If you listen to NPR on your way home from work, you're probably familiar with the voice of Ari Shapiro. He's reported around the world and as of last year, he's one of the hosts of All Things Considered.  But when he's on vacation, he uses his voice in a different way. For the past seven years, Shapiro has been a regular guest singer with the "Little Orchestra" known as Pink Martini.  Cooper McKim talks with Ari Shapiro about his career as a performer.

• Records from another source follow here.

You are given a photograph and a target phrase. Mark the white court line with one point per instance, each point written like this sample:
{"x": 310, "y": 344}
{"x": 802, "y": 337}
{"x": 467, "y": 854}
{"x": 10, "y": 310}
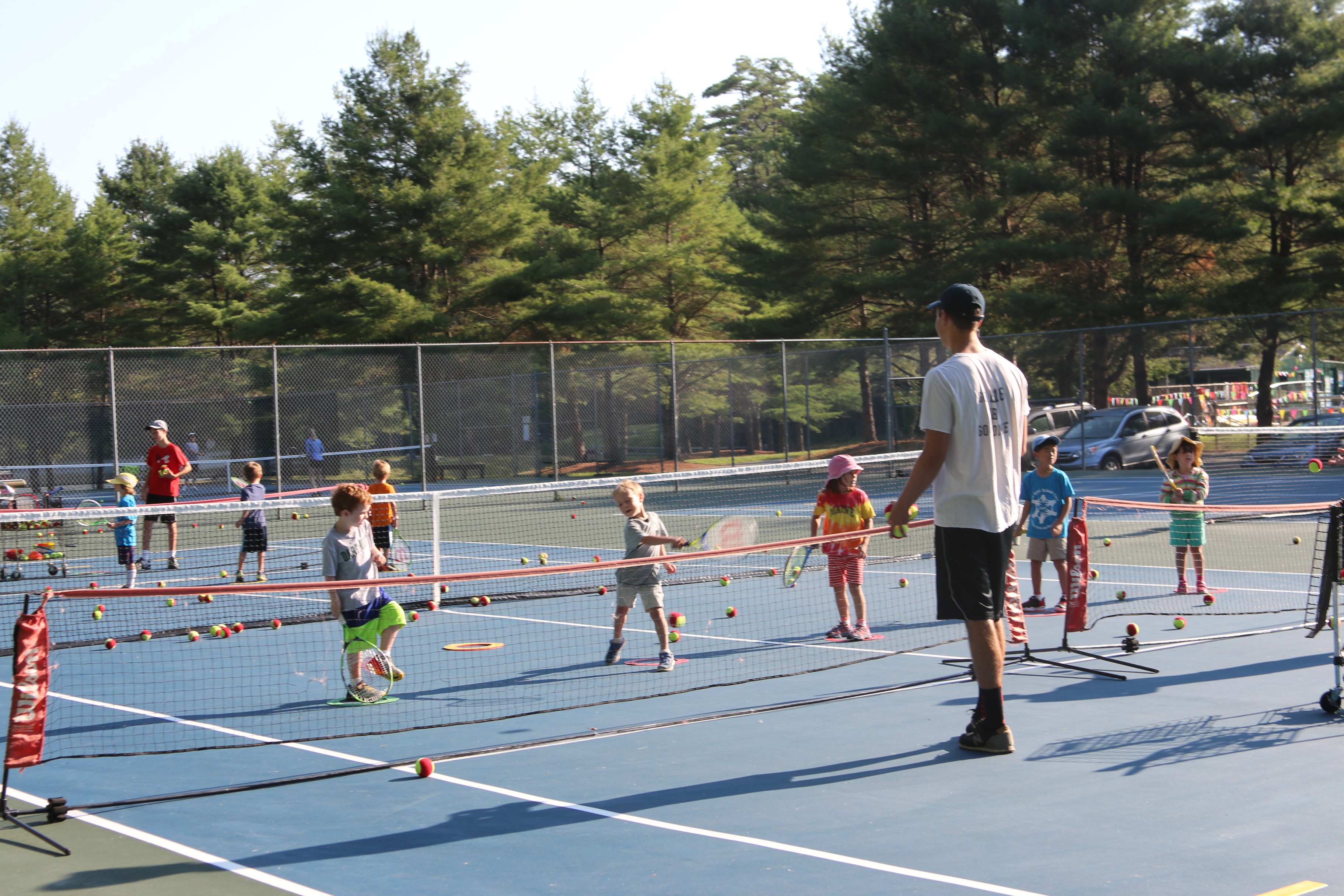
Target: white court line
{"x": 685, "y": 634}
{"x": 190, "y": 852}
{"x": 514, "y": 794}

Shapiro began performing with Pink Martini by chance.  He grew up in Portland, Oregon around the same time the group was getting their start there.  During his high school years, Shapiro would go watch the band perform in small bars and clubs.  Soon, he befriended the Pink Martini’s band leader Thomas Lauderdale and their singer, China Forbes.  And for a long time, he was just a fan. Until, "one day, they came to town and I had this barbecue. It went all night, and it turned into this sing-along around my piano. And the next day the band leader Thomas said, 'Hey, we've got a concept for a song we want a man to sing on the next album, but we don't have anybody to sing it. Why don't you sing this song on our album?'" Shapiro says.

"It's unreal to me, not only that I get to perform in these beautiful places, with musicians who I love, but that it's a band that I've been a fan of since I was a kid."

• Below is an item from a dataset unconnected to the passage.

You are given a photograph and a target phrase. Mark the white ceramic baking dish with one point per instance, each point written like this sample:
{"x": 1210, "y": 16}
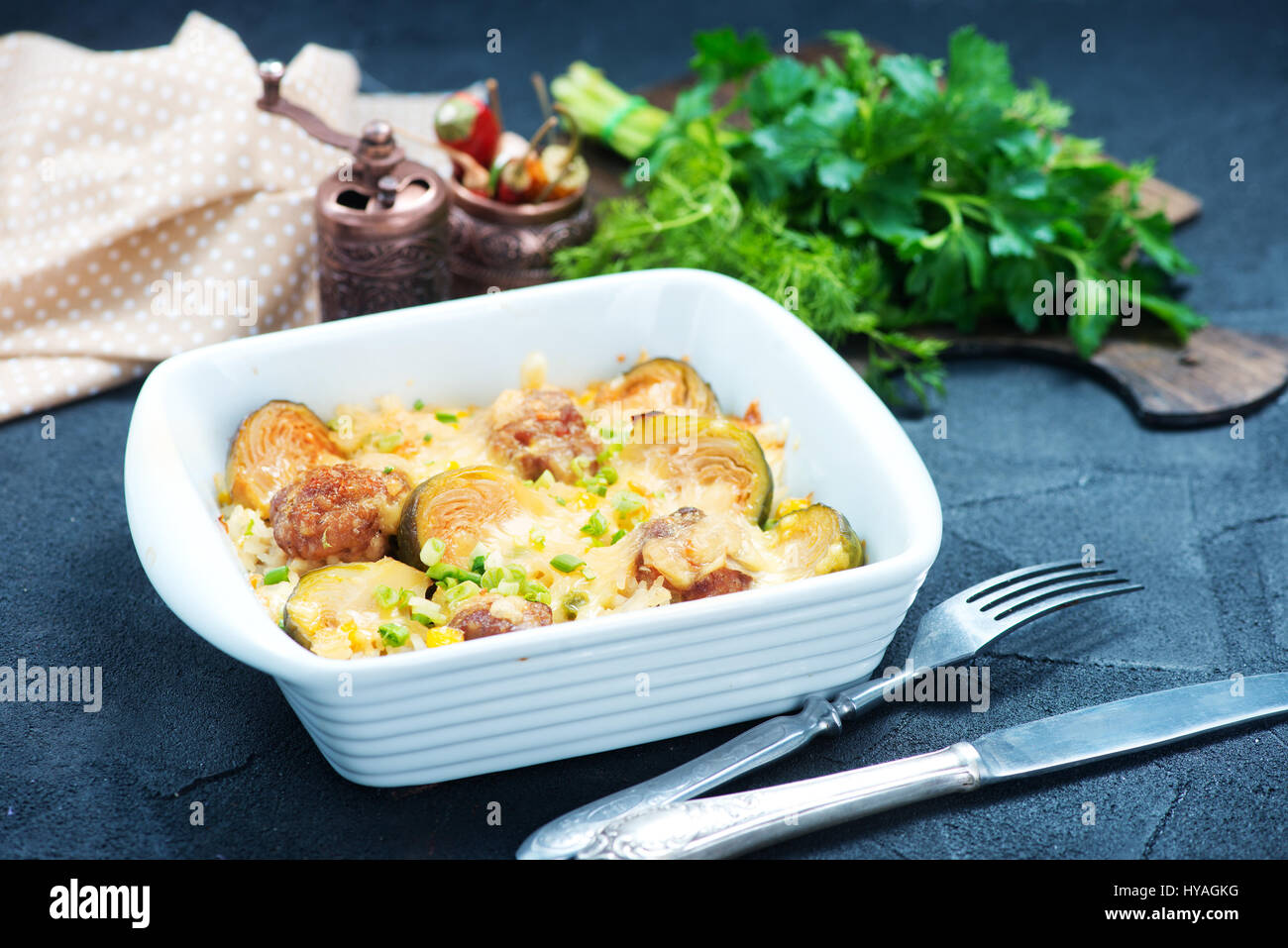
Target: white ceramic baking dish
{"x": 558, "y": 691}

He didn't think it would happen, but soon, he found himself back in Portland at a studio with the band. Shapiro performed the song "But Now I'm Back" on Pink Martini's ‘09 album: Splendor in the Grass.  Band leader, Thomas Lauderdale, followed up with Shapiro soon after, saying now he would have to do a live performance too.  That's how he ended up in front of 18,000 people at the Hollywood Bowl.

"It was an amazing experience. I remember seeing all the camera bulbs flashing, and hearing the crickets and cicadas, and just feeling the glare of the spotlight.  And feeling like it was very surreal that I had not come up with the band playing through these tiny clubs. But somehow I had this incredible privilege and good fortune to just parachute into this beautiful venue," Shapiro recalls.

Since then, Shapiro has been on three more albums and traveled around the world with the group. He's still amazed that this is now his reality. "Literally, I'll sit in the audience listening to sound check, just loving [hearing] these songs that I've now been hearing for more than 20 years, pinching myself that I get to be a part of this band that I've loved so much since I was a kid," he says. 

CHRIS HORNBECKER
Credit CHRIS HORNBECKER
"PINK MARTINI: A TABLEAU VIVANT"

After seven years with Pink Martini, Shapiro finds that performing tunes with them isn't all that different from his work in radio.  He explains, "because Pink Martini is in so many languages, I feel like in a more kind of emotional way it can do the same thing that a good NPR story can do -- which is take you someplace where you wouldn't otherwise go... it's a connection to people who we might feel very far away from and helping to bridge that gap."

Shapiro will be performing with Pink Martini at the Gaillard Center in Charleston on July 26th.  Until then, he'll be humming on his bicycle to keep his vocal cords fresh.